Manchmal verwenden wir Weiss in der Bedeutung Leere. Weiss als Nichtfarbe wird dann zum Sinbild für das Nicht-Sein. Es kommt allerdings häufig vor, dass sich diese Leere nicht als Nichts oder als Fehlen von Energie zeigt, sondern vielmehr als Möglichkeit des Noch-nicht-Seins, kizen, also als etwas, was erst noch mit Inhalt gefüllt werden muss. Unter dieser Voraussetzung kann die Verwendung von Weiss eine ungeheuer kraftvolle Energie im Hinblick auf die Kommunikation freisetzen.

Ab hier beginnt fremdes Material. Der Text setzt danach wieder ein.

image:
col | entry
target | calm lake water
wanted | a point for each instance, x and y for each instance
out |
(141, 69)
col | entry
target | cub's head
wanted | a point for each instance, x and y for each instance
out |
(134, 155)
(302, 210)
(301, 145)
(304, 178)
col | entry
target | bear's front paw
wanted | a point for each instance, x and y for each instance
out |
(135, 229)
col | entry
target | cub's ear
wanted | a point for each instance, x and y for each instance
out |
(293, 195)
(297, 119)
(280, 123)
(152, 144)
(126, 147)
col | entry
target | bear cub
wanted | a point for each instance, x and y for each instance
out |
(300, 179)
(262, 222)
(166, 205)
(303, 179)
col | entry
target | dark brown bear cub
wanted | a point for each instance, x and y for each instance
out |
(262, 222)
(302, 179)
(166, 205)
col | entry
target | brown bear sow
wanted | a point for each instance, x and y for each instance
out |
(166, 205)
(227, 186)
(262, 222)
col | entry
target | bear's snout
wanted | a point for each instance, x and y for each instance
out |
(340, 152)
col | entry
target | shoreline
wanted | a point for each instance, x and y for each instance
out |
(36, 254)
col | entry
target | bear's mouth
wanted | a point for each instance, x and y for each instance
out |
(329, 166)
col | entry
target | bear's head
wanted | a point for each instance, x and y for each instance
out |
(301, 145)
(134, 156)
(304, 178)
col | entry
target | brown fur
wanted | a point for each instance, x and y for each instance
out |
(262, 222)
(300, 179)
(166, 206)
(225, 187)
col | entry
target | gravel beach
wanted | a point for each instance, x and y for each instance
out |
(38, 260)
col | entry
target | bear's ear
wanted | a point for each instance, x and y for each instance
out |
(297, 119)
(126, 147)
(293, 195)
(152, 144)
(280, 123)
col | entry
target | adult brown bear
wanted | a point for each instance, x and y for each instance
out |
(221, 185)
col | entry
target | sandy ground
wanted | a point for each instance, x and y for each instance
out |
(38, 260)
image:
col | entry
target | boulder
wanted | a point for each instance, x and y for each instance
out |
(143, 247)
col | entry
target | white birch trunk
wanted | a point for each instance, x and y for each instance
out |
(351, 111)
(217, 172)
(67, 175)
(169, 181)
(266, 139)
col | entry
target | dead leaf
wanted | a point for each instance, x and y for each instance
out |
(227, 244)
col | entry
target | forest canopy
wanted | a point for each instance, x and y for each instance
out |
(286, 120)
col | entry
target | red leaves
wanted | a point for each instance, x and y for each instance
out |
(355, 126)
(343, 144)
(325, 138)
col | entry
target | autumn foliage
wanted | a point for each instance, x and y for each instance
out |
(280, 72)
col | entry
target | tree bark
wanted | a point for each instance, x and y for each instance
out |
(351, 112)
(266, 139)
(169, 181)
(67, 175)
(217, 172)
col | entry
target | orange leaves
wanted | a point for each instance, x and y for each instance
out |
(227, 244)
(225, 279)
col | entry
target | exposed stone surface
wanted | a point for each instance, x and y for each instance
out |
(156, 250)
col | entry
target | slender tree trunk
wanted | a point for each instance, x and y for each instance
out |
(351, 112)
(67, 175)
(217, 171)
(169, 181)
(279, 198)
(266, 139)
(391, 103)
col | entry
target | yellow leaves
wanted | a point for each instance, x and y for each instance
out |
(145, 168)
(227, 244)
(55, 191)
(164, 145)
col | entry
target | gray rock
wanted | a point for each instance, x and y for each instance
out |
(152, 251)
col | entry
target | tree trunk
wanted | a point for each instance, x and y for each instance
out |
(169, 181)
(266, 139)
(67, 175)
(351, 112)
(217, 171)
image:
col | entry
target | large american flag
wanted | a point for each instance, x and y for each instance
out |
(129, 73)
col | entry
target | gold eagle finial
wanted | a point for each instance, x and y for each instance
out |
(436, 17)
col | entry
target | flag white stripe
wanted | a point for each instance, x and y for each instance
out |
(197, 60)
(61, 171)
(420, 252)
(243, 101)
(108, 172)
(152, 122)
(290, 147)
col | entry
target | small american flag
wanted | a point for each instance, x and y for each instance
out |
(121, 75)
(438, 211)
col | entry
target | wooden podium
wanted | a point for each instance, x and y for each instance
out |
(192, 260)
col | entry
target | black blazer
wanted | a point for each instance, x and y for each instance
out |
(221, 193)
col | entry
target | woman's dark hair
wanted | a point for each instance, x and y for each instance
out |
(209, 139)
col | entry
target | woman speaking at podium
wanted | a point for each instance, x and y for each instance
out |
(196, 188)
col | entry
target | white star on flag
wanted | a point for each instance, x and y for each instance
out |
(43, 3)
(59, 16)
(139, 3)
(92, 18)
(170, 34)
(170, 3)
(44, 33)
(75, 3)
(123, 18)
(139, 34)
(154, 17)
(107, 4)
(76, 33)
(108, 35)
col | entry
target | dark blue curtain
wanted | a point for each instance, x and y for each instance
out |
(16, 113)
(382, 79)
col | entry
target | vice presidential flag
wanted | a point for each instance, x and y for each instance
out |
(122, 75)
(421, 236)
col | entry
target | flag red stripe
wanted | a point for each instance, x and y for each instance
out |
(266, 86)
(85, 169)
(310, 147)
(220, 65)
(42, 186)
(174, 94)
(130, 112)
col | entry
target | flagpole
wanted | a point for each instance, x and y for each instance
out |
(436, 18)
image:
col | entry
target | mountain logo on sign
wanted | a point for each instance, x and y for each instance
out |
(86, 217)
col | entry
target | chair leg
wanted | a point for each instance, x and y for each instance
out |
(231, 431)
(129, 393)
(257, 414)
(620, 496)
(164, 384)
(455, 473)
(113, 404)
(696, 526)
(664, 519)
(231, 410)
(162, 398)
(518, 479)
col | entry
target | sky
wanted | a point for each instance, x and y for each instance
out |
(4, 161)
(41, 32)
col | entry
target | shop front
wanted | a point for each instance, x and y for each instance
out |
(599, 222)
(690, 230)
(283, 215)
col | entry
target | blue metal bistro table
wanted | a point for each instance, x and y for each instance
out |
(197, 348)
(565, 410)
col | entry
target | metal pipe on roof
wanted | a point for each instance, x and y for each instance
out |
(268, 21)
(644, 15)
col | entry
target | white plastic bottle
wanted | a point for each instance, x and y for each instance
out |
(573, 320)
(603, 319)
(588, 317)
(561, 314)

Ein kreativer Geist betrachtet ein hohles, leeres Gefäß nicht als wertlos, sondern als ein Übergangsstadium, als ein Anzeichen dafür, dass es irgendwann einmal befüllt werden wird.

Man merkt klar, dass Hara aus der Perspektive eines Gestalters schreibt. Einige Inhalte, wie die Auseinandersetzung mit (japanischer wie westlicher) Typografie oder Papier, dürften für Nichtgrafiker weniger gut nachvollziehbar sein, da Fachbegriffe ohne nähere Erläuterungen verwendet werden. Das Buch verbleibt aber bei Weitem nicht nur im Design-Kontext. Es werden erstaunlich viele Japanbezüge gesetzt, die auch hier einem Nicht-Kenner das Lesen erschweren. Ganz eindeutig ist es ein Werk von einem JAPANER und GESTALTER und vorallem für jene gedacht, die sich dem Land und diesem Thema beschäftigen – also für Leute wie mich.

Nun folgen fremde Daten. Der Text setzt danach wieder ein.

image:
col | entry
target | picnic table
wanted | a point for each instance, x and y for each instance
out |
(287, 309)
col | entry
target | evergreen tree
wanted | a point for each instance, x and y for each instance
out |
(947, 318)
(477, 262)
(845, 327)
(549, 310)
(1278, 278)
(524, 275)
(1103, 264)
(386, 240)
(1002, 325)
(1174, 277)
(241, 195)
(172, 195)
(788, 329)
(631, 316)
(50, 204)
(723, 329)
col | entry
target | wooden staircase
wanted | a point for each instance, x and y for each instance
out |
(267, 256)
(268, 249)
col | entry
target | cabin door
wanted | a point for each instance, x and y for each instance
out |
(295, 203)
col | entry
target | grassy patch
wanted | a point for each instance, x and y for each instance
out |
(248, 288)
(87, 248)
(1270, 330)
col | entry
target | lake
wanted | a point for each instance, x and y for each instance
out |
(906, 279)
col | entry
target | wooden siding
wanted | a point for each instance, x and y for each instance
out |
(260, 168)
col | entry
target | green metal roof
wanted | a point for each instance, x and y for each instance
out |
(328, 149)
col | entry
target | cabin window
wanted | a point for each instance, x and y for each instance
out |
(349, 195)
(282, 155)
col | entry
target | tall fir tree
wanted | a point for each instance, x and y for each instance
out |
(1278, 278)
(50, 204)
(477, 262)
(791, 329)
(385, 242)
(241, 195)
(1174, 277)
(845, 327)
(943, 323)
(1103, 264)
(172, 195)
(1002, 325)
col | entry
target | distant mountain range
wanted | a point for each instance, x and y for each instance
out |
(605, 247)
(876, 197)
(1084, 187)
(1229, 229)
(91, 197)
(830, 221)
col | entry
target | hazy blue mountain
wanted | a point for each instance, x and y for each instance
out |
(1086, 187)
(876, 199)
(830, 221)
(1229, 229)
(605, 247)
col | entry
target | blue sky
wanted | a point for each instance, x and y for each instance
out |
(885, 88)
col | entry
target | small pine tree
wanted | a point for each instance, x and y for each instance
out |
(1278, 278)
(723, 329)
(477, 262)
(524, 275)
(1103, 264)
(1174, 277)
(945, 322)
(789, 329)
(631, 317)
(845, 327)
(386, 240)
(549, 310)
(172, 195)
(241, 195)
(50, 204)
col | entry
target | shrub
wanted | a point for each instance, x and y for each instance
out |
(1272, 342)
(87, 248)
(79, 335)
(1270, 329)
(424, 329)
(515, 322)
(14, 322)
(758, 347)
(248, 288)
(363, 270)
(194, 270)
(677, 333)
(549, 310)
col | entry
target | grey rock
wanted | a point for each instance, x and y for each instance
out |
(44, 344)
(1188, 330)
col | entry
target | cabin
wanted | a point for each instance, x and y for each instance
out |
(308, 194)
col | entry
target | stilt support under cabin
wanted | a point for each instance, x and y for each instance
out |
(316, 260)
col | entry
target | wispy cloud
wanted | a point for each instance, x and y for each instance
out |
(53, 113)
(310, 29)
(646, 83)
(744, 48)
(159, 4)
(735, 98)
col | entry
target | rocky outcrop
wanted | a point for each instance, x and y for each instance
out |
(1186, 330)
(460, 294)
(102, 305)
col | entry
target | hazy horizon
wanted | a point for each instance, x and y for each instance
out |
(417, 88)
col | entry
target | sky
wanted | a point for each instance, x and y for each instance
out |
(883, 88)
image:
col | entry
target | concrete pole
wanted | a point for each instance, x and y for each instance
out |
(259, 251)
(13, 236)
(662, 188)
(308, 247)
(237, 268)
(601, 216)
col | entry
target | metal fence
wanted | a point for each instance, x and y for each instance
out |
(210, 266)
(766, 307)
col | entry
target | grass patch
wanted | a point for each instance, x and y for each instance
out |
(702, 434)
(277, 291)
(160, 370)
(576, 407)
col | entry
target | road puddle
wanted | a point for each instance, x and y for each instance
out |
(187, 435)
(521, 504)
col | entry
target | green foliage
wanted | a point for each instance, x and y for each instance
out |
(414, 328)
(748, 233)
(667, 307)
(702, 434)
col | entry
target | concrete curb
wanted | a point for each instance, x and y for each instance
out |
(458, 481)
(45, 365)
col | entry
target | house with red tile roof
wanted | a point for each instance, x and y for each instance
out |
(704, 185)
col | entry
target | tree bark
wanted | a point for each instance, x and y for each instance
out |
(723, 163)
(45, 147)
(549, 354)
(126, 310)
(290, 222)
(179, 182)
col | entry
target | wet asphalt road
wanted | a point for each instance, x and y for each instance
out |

Und so habe ich es mit wachsender Begeisterung gelesen. Ich möchte nicht allzu viel verraten, da die unvorhersehbaren Themen einen gewissen Reiz beim Lesen ausmachen. Lasst euch aber gesagt sein, dass ganz besonders Interessierte an Design und Japan voll auf ihre Kosten kommen werden, auch wenn 19,90€ für knapp 90 Seiten nicht gerade günstig ist. Man erhält ein Kleinod mit wunderbarer Haptik – gutes Papier, Hardcover, ein für Japan typischer doppelter Umschlag sowie ein Lesebändchen – und bemerkenswertem Inhalt. Nach dem Lesen wird man nicht nur die Farbe Weiß und den Schatten mit anderen Augen sehen, man ist auch sensibilisierter in Bezug zu Japan und der Idee der Leere.

So bin ich nun also ein wenig gebildeter und verbleibe mit Hunger nach weiterer Lektüre.